Dreamers of the Day
(1)
Mary Doria Russell takes readers from post-World War I Ohio to Egypt and back again in this roman à clef of the creation of the Middle East as we (mostly) know it today. Narrator Agnes Shanklin speaks to us from the afterlife, where she is able to overlay her great tale with the perspective of time. Her story is that of a shy, plain teacher in Cleveland, all alone after the mortality of the Great War and the Great Influenza; she inherits a little money and decides to spend it on a trip to Egypt, following the footsteps of her now-deceased sister’s wedding sojourn. One of her sister’s friends from that time turns out to be none other than T. E. Lawrence (“Neddy”), and once Agnes meets up with him upon her arrival in Cairo the action moves quickly.
Lawrence is attending the famed Cairo Conference of 1921, attempting to mediate the politics- and religion-riddled creation and boundary-setting of countries including Iran, Iraq, and Palestine. Agnes meets the aloof, intellectual Gertrude Bell, befriends a young, imperialist Winston Churchill, and is intrigued by Karl Weilbacher, a German “businessman” who Lawrence repeatedly implies is not in Cairo by chance, and who loves Agnes’s dog Rosie nearly as much as she does. As Agnes’s feelings for Karl deepen, so does her understanding of the issues in the post-Ottoman Empire world, and the reader is privileged to sit in on high-level meetings, experience the heat and crowds of Egypt, and live through incidents revealing the insight and power of Lawrence.

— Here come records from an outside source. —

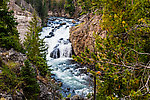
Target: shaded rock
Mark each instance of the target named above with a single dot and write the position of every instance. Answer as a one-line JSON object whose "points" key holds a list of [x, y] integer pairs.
{"points": [[67, 98], [55, 53], [67, 26], [75, 97], [62, 24], [81, 36], [73, 21]]}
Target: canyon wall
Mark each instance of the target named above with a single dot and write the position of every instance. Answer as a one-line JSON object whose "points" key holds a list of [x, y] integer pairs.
{"points": [[23, 13], [81, 35]]}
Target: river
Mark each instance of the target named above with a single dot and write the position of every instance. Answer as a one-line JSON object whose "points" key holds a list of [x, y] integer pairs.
{"points": [[74, 77]]}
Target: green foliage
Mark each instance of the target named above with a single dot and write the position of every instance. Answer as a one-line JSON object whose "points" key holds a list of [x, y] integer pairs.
{"points": [[35, 47], [69, 7], [123, 55], [30, 86], [9, 36]]}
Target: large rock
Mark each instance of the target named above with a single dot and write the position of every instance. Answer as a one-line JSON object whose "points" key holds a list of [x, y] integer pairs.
{"points": [[81, 36], [23, 13]]}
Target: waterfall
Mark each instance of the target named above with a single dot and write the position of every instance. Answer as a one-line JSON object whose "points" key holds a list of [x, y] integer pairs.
{"points": [[65, 69]]}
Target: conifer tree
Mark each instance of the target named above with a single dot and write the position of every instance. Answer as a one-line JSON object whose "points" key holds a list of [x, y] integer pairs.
{"points": [[9, 36], [121, 59], [35, 47]]}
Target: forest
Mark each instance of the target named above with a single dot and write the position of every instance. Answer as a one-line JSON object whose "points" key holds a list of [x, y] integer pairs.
{"points": [[119, 62]]}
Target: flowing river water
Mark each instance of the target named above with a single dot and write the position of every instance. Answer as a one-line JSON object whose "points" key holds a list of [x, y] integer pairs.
{"points": [[74, 77]]}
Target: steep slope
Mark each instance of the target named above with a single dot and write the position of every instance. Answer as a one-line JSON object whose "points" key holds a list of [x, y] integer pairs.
{"points": [[81, 36], [23, 14]]}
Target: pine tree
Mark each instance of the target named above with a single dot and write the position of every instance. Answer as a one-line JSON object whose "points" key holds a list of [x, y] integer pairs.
{"points": [[35, 47], [121, 61], [9, 36]]}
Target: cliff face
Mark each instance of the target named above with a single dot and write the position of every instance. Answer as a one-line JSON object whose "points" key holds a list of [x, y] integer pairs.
{"points": [[81, 36], [23, 14]]}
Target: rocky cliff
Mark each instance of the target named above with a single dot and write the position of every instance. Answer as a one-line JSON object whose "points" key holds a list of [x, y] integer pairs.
{"points": [[23, 14], [81, 36]]}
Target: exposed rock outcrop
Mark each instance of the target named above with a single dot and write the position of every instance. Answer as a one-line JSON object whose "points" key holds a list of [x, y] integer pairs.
{"points": [[23, 14], [81, 36]]}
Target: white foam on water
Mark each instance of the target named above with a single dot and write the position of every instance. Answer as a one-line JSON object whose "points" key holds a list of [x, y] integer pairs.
{"points": [[63, 66]]}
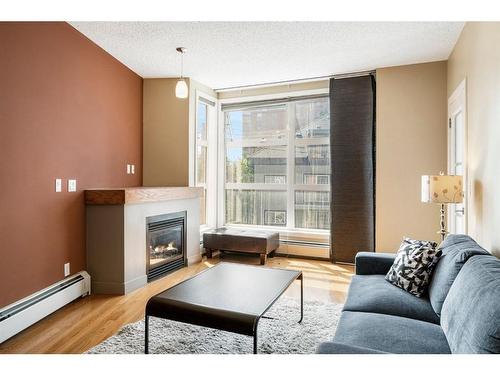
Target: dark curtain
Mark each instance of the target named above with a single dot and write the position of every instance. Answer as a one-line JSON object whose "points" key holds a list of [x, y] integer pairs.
{"points": [[352, 147]]}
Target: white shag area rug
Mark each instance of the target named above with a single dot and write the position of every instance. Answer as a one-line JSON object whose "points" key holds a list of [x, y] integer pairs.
{"points": [[280, 335]]}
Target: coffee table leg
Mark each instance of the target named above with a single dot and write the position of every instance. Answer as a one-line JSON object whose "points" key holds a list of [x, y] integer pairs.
{"points": [[255, 342], [146, 335], [301, 297]]}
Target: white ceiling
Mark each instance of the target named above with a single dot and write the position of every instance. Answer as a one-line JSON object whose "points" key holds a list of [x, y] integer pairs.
{"points": [[227, 54]]}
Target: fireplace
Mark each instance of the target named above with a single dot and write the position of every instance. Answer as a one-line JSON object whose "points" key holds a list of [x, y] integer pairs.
{"points": [[165, 244]]}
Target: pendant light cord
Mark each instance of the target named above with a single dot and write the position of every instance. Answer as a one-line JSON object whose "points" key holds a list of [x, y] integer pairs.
{"points": [[182, 63]]}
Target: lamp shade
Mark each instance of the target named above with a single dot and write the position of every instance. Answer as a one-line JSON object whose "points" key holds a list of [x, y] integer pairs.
{"points": [[181, 89], [442, 189]]}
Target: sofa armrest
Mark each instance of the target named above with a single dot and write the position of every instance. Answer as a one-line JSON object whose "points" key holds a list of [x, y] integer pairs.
{"points": [[337, 348], [368, 263]]}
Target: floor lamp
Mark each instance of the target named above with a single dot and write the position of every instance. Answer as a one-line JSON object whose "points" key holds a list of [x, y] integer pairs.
{"points": [[442, 189]]}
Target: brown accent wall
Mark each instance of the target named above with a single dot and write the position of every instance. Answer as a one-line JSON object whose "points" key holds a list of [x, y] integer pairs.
{"points": [[411, 142], [67, 110]]}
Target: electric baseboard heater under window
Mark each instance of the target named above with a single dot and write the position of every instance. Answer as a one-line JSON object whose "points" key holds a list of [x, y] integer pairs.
{"points": [[22, 314]]}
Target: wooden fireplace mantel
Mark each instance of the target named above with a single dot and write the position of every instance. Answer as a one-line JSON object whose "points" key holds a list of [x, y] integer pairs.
{"points": [[120, 196]]}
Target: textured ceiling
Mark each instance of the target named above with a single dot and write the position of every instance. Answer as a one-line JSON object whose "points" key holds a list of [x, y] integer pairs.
{"points": [[226, 54]]}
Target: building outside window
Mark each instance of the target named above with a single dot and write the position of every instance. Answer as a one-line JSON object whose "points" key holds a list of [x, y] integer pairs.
{"points": [[277, 164]]}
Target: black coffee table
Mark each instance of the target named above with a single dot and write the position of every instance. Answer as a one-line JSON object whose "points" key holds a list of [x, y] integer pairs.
{"points": [[230, 297]]}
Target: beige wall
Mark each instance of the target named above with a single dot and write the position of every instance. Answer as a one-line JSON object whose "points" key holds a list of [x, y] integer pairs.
{"points": [[168, 123], [165, 134], [411, 142], [476, 57]]}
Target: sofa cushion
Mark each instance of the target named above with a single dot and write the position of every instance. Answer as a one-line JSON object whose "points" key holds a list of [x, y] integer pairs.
{"points": [[372, 293], [389, 333], [413, 266], [456, 250], [470, 316]]}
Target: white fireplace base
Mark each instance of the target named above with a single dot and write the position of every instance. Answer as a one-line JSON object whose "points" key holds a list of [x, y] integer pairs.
{"points": [[116, 241]]}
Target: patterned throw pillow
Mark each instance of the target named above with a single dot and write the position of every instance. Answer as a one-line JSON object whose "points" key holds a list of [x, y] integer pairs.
{"points": [[413, 266]]}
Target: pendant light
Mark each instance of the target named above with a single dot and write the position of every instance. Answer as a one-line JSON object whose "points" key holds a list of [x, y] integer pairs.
{"points": [[181, 89]]}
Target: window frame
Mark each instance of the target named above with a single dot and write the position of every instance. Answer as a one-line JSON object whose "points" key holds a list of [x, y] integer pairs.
{"points": [[290, 188], [210, 143]]}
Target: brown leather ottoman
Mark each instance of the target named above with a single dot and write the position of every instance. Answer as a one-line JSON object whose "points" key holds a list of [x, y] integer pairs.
{"points": [[241, 240]]}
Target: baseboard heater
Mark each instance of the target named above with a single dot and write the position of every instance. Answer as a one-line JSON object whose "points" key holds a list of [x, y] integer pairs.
{"points": [[22, 314]]}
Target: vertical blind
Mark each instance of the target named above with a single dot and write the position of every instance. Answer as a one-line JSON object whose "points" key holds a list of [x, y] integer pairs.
{"points": [[352, 147]]}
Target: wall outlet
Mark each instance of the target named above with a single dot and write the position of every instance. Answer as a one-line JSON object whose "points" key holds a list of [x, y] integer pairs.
{"points": [[66, 269], [71, 185], [58, 185]]}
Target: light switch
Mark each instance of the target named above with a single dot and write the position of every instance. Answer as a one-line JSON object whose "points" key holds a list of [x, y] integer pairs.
{"points": [[66, 269], [71, 185], [58, 185]]}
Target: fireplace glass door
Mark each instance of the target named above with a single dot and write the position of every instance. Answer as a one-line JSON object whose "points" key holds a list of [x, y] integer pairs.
{"points": [[165, 246]]}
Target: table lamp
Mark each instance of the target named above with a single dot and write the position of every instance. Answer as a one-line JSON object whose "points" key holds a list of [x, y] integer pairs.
{"points": [[442, 189]]}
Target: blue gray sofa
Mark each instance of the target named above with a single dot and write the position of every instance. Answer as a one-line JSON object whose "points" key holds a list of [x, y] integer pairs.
{"points": [[460, 314]]}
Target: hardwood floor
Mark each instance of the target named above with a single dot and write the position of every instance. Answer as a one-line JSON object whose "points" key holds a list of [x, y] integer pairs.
{"points": [[86, 322]]}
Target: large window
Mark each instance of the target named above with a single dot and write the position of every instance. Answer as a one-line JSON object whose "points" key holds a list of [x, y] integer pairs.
{"points": [[277, 164]]}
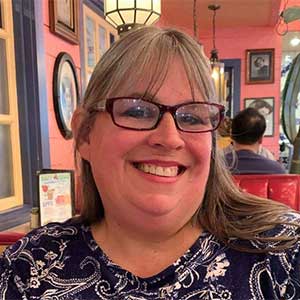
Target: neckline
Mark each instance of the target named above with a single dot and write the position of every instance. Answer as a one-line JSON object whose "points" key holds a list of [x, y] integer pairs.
{"points": [[165, 276]]}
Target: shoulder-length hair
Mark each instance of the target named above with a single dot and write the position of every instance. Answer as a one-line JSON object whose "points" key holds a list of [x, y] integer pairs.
{"points": [[145, 55]]}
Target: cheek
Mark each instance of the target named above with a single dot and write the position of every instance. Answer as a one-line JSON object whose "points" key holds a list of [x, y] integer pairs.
{"points": [[201, 147]]}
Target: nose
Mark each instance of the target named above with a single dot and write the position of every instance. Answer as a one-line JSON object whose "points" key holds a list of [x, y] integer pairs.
{"points": [[166, 134]]}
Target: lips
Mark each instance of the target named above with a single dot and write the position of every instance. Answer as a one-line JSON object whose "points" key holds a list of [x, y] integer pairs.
{"points": [[160, 170]]}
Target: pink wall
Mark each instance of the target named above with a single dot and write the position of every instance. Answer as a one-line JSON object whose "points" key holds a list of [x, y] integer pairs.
{"points": [[61, 150], [232, 44]]}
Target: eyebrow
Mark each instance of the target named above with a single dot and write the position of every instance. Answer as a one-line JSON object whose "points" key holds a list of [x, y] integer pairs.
{"points": [[147, 96]]}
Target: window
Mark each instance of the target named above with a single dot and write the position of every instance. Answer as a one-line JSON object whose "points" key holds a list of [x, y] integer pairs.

Agnes returns to reality, and the hard times of the 1930s and beyond—about which she moralizes from the afterlife, which is a rather clunky device. However, this is a stimulating read overall, and an excellent fictional supplement to Georgina Howell’s biography, Gertrude Bell: Queen of the Desert, Shaper of Nations.
(2)
‘All men dream, but not equally,’ wrote Lawrence of Arabia. ‘Those who dream at night awaken to find it vanity, but the dreamers of the day are dangerous men …’ The influenza pandemic of 1919 leaves Agnes Shanklin the only survivor of her family, and beneficiary of three legacies. A teacher in small-town Ohio, she takes a Cooks’ tour two years later to Egypt and the Holy Land, arriving in Cairo with her dachshund Rosie as the Peace Conference is getting under way. Here are young Winston Churchill, T.E. Lawrence, Lady Gertrude Bell, inventing the nations of Iraq, Syria, Lebanon, and Jordan, the reverberations of their decisions still felt throughout the Middle East today. Entertained and escorted by both Churchill and Lawrence, and by Karl Weilbacher, a German spy who has shadowed Lawrence since his days as an archaeologist, Agnes is drawn into geopolitical intrigue and towards a personal awakening.
Told entirely in the first person from Agnes’s viewpoint, looking back on her life in a chatty, confiding manner: ‘Well, my goodness,’ and ‘I’m getting to that,’ and even asking what the reader would have done – and in a bizarre twist in the final chapter, apparently from beyond the grave – the book skilfully blends real and fictional protagonists: the Churchills, Lawrence and Bell are all convincingly drawn. Agnes’ visit to Jerusalem reads like a travel diary, but the details are authentic and add richness and colour to what is ultimately a sad life. I felt rather sorry for her.